Heuristic proxy for confidence in agent's predictions

gnosis / prediction-market-agent

GNU Lesser General Public License v3.0

24 stars 4 forks source link

Heuristic proxy for confidence in agent's predictions #477

Open gabrielfior opened 3 days ago

gabrielfior commented 3 days ago

Based on @kongzii suggestion:

-> Divide all agent's predictions into probabilty buckets (deciles), e.g. if an agent gives 65% probability to a market, it goes in the 7th decile. -> For each decile, we roughly expect the accuracy of it to be equal their decile - i.e., the 7th decile above (60-70%) should have an accuracy of roughly 60-70%. -> Using the correlation between decile accuracy vs actual accuracy, we can draw a value for the confidence -> It would also be interesting to use the metrics above to quantify an associated error.

kongzii commented 2 days ago

-> we can draw a value for the confidence

How do you mean?

evangriffiths commented 2 days ago

I understood this analysis to be one way of understanding 'how accurate are the p_yes predictions of an agent?', not that it should be used to generate a confidence score for a given prediction. Maybe this info could be given to the agent when asking it to generate a confidence score, but I think it still needs to be decided on a per-prediction basis.

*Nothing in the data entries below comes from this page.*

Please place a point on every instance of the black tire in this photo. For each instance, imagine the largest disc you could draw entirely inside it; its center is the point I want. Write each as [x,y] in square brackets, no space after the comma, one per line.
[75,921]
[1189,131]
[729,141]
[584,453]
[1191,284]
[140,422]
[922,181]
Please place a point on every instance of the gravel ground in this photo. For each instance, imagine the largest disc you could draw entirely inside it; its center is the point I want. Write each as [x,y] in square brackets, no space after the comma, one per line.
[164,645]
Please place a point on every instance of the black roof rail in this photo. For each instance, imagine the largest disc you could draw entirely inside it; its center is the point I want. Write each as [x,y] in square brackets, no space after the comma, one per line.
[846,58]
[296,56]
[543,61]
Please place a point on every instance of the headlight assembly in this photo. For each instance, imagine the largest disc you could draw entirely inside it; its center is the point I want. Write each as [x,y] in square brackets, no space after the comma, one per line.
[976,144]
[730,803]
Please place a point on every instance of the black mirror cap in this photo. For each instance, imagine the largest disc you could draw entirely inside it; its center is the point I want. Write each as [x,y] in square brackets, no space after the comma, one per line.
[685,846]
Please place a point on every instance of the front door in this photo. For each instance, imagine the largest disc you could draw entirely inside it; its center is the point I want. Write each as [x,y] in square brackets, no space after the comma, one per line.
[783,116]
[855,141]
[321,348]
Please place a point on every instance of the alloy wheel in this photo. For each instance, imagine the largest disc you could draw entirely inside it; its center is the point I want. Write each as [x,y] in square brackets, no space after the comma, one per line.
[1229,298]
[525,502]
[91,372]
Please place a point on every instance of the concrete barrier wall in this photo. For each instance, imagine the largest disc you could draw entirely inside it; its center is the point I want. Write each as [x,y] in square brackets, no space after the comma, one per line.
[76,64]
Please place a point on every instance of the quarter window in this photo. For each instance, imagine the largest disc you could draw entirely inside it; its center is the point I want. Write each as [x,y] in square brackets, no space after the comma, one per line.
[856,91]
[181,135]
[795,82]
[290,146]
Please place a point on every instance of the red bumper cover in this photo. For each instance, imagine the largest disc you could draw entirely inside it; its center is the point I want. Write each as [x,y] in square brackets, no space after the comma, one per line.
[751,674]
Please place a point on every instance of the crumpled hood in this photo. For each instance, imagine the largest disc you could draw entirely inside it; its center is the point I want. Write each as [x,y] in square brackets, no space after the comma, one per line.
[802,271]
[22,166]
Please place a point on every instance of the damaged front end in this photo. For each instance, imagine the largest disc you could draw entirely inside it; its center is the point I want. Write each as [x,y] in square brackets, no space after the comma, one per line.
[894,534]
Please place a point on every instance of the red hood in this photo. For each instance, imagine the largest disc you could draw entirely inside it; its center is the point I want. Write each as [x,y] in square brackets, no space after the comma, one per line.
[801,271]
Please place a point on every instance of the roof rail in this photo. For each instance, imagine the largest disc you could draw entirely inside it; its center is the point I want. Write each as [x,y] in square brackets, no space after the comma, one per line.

gabrielfior commented 2 days ago

I understood this analysis to be one way of understanding 'how accurate are the p_yes predictions of an agent?'

That's also my understanding

The question (for this ticket) remains open - how should we define confidence for the agent? Still ask the agent for it, or define using hardcoded rules?

gabrielfior commented 2 days ago

Some additional observations -> From @evangriffiths : "I remember back in the beginning we used the PMAT Benchmark class to generate a bunch of predictions and confidence scores, and we saw that the LLM gave pretty rubbish scores - there was like no correlation between 'confidence' and 'abs difference between estimate_p_yes and manifold/polymarket p_yes'. So we can definitely do better, but it's not obvious how. " -> From @kongzii : "Another LLM doing the confidence based on research and probability from the first LLM ?" -> From @gabrielfior - Let's mark this as low priority since we don't have a great idea on how to improve the current status quo.